Pues bien, a usted le sería demasiado penoso ir a mi casa. Tengo un humilde
apartamento, pero se siente, creo, que es una vivienda donde se trabaja. Es un
lugar por consiguiente donde se puede charlar. Esta visita no sorprendería a
nadie, por la siguiente razón: recibo a todas horas amigos míos y amigas de mi
familia, mujeres de las que puedo dar su nombre si usted quiere. Por otro lado,
como escribo en diversos periódicos o revistas, recibo también mujeres de
letras, mujeres de camaradas, etc. Ahora bien, nunca he abierto la puerta de mi
apartamento a una muchacha (por principio), estimando que se se la pueda considerar
una mujer mundana, no es necesario que ellas sean expuestas a ser confundidas
con otras, incluso por mi portero.
Entonces, Señora, si usted consintiese entrar en
mi casa, yo le garantizo que ninguna suposición descortés no podría ser hecha
por mi sirviente (al que podría alejar a otro lado), o no importa por quién.

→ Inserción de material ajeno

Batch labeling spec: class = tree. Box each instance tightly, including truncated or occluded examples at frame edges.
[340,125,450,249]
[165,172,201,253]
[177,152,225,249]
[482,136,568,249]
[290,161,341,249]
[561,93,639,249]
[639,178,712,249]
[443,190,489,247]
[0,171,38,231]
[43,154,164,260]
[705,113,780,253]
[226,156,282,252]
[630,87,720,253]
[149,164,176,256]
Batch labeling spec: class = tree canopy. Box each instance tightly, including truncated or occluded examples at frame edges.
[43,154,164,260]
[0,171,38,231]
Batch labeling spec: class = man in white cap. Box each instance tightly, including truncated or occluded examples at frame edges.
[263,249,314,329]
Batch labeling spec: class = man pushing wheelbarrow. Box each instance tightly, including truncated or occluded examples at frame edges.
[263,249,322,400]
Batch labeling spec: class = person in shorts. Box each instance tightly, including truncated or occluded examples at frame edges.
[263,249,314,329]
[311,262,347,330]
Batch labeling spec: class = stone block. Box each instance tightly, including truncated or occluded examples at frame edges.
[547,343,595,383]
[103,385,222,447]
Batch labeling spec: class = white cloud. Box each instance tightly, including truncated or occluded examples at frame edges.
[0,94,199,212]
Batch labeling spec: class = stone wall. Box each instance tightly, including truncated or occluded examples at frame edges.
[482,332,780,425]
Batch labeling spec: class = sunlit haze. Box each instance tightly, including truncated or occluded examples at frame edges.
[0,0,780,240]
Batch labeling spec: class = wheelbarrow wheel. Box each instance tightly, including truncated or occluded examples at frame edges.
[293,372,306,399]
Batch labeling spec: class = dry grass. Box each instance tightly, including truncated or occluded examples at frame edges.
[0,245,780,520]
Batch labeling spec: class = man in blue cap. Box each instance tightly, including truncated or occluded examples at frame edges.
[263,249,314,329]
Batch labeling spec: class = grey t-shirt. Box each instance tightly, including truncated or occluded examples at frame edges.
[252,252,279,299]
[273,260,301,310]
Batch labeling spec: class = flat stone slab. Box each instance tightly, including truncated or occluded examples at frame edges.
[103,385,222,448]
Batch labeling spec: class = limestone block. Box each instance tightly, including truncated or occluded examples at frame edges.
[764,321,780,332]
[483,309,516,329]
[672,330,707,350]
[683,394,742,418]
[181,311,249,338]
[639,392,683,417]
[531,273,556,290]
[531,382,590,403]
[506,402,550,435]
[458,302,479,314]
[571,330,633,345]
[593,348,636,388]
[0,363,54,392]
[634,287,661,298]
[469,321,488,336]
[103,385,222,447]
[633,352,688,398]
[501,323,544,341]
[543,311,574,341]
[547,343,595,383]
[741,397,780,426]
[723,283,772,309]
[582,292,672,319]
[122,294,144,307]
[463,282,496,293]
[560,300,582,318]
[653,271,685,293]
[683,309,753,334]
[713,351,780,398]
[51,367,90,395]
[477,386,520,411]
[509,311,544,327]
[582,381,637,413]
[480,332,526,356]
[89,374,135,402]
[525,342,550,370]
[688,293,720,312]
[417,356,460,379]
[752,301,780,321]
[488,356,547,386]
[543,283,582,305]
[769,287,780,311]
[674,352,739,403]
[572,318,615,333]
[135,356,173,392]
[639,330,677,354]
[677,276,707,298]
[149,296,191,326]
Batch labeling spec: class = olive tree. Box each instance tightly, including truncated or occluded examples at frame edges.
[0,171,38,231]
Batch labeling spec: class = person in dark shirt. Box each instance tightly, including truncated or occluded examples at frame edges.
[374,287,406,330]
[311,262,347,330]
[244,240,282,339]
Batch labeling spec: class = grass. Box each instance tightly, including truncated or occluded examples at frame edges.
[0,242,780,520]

Si esto no le agrada, supongamos que no he dicho
nada, fíjeme hora y lugar. Me gustaría únicamente hacer más fácil una
conversación un poco inquietante.
La mejor descripción que puedo enviarle de mí
es una fotografía. No soy grande, pero sí robusto y cuadrado. Le he dicho que
mostraba mis brazos con orgullo, es menos a causa de su forma que de su fuerza.
Es una de mis debilidades más tontas.
Tengo miedo de estar absolutamente aturdido el
día que usted me vea. Tengo, como muchos hombres de letras, unos accesos de
neuralgia terribles al cerebro, y en este momento atravieso por una crisis
aguda, de modo que estoy obligado a tomar ese odioso remedio que se llama
salicilato de sosa y eso me deja idiotizado. Por tanto, Señora, ¿he sido
brutal, grosero, impertinente? Es posible, pero... la he tratado como a un igual
y no como a una mujer bonita a la que no se hace más que cumplidos.
¿Cumplidos? no se los hago nunca a nadie... a menos que los sienta
profundamente.
No me enfado nunca, no más de las durezas que se
me puedan decir. No hay entre nosotros galantería, y bien, le tenderé la mano
como a un amigo al que no he visto nunca. ¿Quiere?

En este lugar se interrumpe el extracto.